9. Enfin, le recourant est en mesure d'entreprendre toute démarche nécessaire auprès de la représentation de son pays d'origine en vue de l'obtention de documents de voyage lui permettant de quitter la Suisse. L'exécution du renvoi ne se heurte donc pas à des obstacles insurmontables d'ordre technique et s'avère également possible (cf. ATAF 2008/34 consid. 12).

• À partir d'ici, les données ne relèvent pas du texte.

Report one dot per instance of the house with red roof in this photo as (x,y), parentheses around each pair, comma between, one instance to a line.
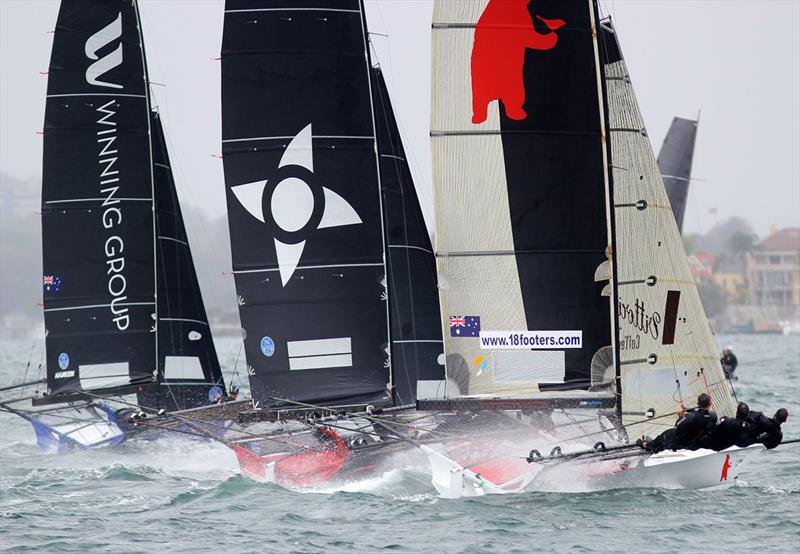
(774,269)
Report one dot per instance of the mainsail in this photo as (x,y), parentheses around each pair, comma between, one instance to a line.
(121,299)
(304,197)
(666,348)
(187,358)
(522,216)
(98,233)
(675,164)
(414,303)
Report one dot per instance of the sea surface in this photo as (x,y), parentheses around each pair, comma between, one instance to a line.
(182,495)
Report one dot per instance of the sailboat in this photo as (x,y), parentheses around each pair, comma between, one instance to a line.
(123,309)
(333,264)
(550,149)
(675,163)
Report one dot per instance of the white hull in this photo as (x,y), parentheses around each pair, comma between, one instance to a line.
(698,469)
(684,469)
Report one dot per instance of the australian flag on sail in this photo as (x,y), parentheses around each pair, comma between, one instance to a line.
(51,283)
(465,325)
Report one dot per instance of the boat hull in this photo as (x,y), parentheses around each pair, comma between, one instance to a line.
(685,469)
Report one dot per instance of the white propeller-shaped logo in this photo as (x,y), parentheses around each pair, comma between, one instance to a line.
(292,203)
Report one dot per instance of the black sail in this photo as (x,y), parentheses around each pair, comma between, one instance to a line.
(522,207)
(413,297)
(188,364)
(304,200)
(97,202)
(554,169)
(675,164)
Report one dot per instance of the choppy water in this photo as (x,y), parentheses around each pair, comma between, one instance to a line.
(179,495)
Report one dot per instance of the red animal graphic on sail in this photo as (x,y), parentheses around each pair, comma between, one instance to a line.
(504,31)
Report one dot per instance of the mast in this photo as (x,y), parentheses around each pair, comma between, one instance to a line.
(304,202)
(146,79)
(97,203)
(417,348)
(188,366)
(602,56)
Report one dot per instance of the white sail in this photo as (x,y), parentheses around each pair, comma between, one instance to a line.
(667,351)
(503,133)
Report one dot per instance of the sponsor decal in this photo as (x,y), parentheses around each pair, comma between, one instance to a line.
(465,325)
(112,60)
(51,283)
(214,393)
(590,403)
(637,321)
(320,353)
(112,215)
(527,340)
(504,32)
(293,201)
(267,346)
(726,465)
(481,363)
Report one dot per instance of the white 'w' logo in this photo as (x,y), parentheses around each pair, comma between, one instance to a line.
(101,38)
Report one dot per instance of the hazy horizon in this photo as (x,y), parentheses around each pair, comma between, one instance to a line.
(736,63)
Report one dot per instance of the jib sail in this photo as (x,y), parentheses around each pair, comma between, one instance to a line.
(667,353)
(521,195)
(413,300)
(303,187)
(97,202)
(675,164)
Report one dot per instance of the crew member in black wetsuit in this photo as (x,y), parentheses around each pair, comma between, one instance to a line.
(689,431)
(729,362)
(766,430)
(729,431)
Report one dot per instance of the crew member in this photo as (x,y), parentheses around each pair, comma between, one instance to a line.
(729,362)
(689,431)
(765,430)
(730,430)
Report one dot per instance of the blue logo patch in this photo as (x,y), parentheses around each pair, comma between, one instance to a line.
(267,346)
(214,394)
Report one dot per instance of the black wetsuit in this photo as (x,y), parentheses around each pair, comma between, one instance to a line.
(763,429)
(729,432)
(729,363)
(688,433)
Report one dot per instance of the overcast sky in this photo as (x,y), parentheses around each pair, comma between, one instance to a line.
(736,61)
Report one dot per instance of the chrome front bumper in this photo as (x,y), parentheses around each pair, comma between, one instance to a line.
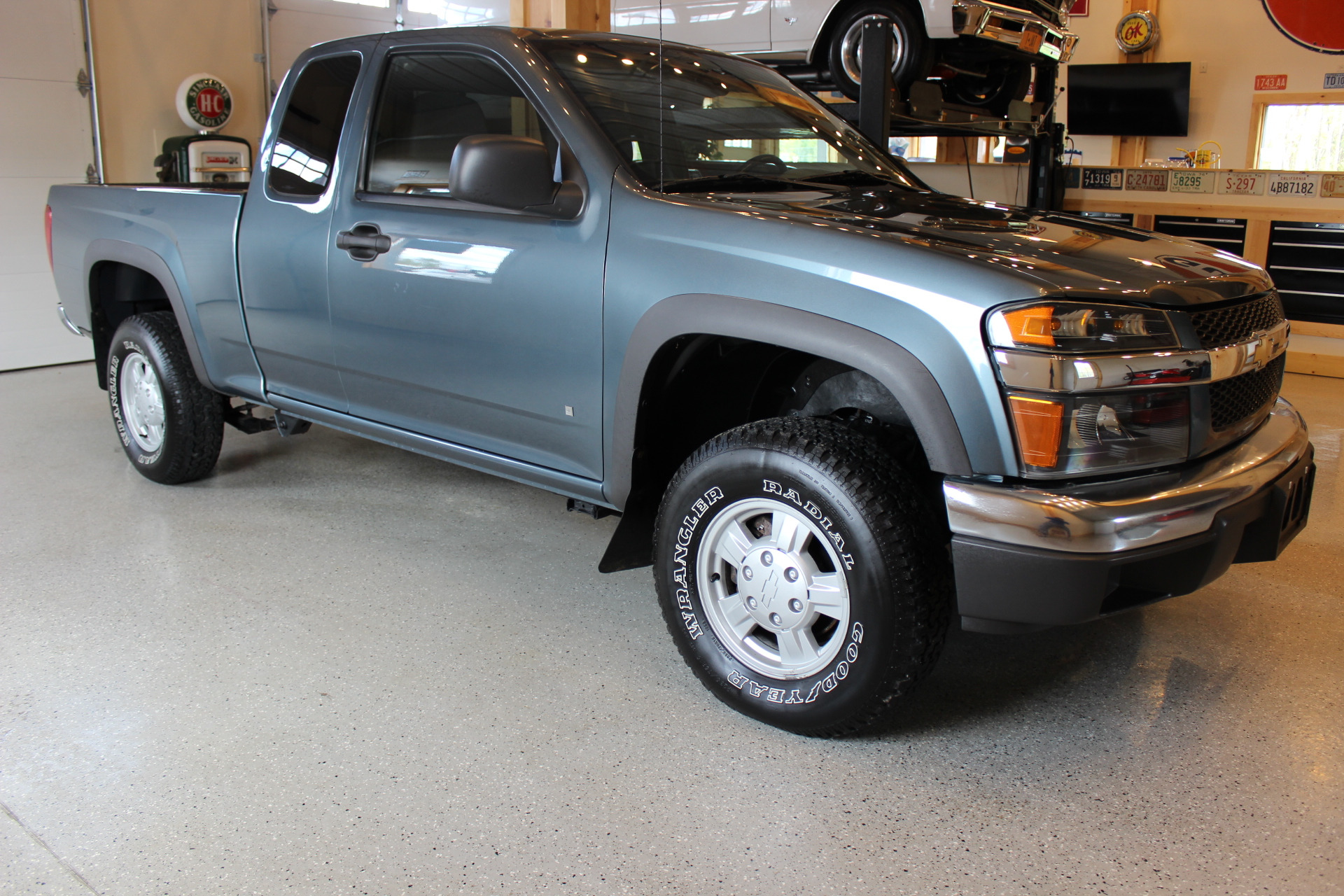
(1016,29)
(1129,514)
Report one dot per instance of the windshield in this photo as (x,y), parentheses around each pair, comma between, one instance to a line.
(714,118)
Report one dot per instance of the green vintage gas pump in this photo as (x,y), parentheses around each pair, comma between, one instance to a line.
(206,156)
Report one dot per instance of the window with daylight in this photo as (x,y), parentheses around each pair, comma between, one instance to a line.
(305,147)
(1303,137)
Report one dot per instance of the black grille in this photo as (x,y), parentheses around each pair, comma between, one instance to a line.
(1234,324)
(1236,399)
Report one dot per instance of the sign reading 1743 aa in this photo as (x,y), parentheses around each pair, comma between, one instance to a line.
(204,102)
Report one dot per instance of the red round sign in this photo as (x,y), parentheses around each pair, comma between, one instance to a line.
(1316,24)
(210,102)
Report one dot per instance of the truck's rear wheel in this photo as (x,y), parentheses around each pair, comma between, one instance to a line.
(171,426)
(802,577)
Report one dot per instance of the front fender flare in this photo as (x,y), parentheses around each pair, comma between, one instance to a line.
(899,371)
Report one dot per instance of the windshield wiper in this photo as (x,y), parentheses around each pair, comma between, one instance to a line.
(850,178)
(737,182)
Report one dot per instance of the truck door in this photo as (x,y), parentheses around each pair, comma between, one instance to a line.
(284,234)
(475,326)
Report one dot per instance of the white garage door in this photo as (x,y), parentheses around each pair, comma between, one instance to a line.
(45,139)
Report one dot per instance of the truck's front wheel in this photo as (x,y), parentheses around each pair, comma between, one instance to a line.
(802,577)
(169,425)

10. Dès lors, la décision attaquée ne viole pas le droit fédéral, a établi de manière exacte et complète l'état de fait pertinent (art. 106 al. 1 LAsi) et, dans la mesure où ce grief peut être examiné (art. 49 PA ; cf. ATAF 2014/26 consid. 5), n'est pas inopportune. En conséquence, le recours est rejeté, également sous l'angle de l'exécution du renvoi. 11. 11.1 Compte tenu de l'issue de la cause, il y aurait lieu de mettre les frais de procédure à la charge du recourant (art. 63 al. 1 PA et art. 2 et 3 let. b du règlement du 21 février 2008 concernant les frais, dépens et indemnités fixés par le Tribunal administratif fédéral [FITAF, RS 173.320.2]). Toutefois, la demande d'assistance judiciaire totale ayant été admise, il est statué sans frais. 11.2 11.2.1 Il convient par ailleurs d'allouer une indemnité à titre d'honoraires et de débours à la mandataire d'office (art. 8 à 11 en relation avec les art. 12 et 14 FITAF). En cas de représentation d'office en matière d'asile, le tarif horaire est dans la règle de 200 à 220 francs pour les titulaires du brevet d'avocat (art. 12 FITAF en lien avec l'art. 10 al. 2 FITAF). Seuls les frais nécessaires sont indemnisés (art. 8 al. 2 FITAF). 11.3 En l'espèce, la mandataire a joint à son recours une note de frais de 2'400 francs pour 12 heures de travail, au tarif horaire de 200 francs. Compte tenu de cette note d'honoraires et des écritures ultérieures, le Tribunal fixe l'indemnité due à Catalina Mendoza à 2'200 francs. Il est précisé que trois heures doivent être soustraites des douze heures facturées au total, dans la mesure où le temps réservé aux recherches juridiques apparaît trop élevé, alors que les échanges de courriels avec (...) ne sont pas établis par pièces. Par ailleurs, il y a lieu d'ajouter deux heures pour les démarches ultérieures. (dispositif : page suivante) Par ces motifs, le Tribunal administratif fédéral prononce :
1. Le recours est rejeté.
2. Il n'est pas perçu de frais.
3. L'indemnité de la mandataire d'office est arrêtée à 2'200 francs, à charge de la caisse du Tribunal.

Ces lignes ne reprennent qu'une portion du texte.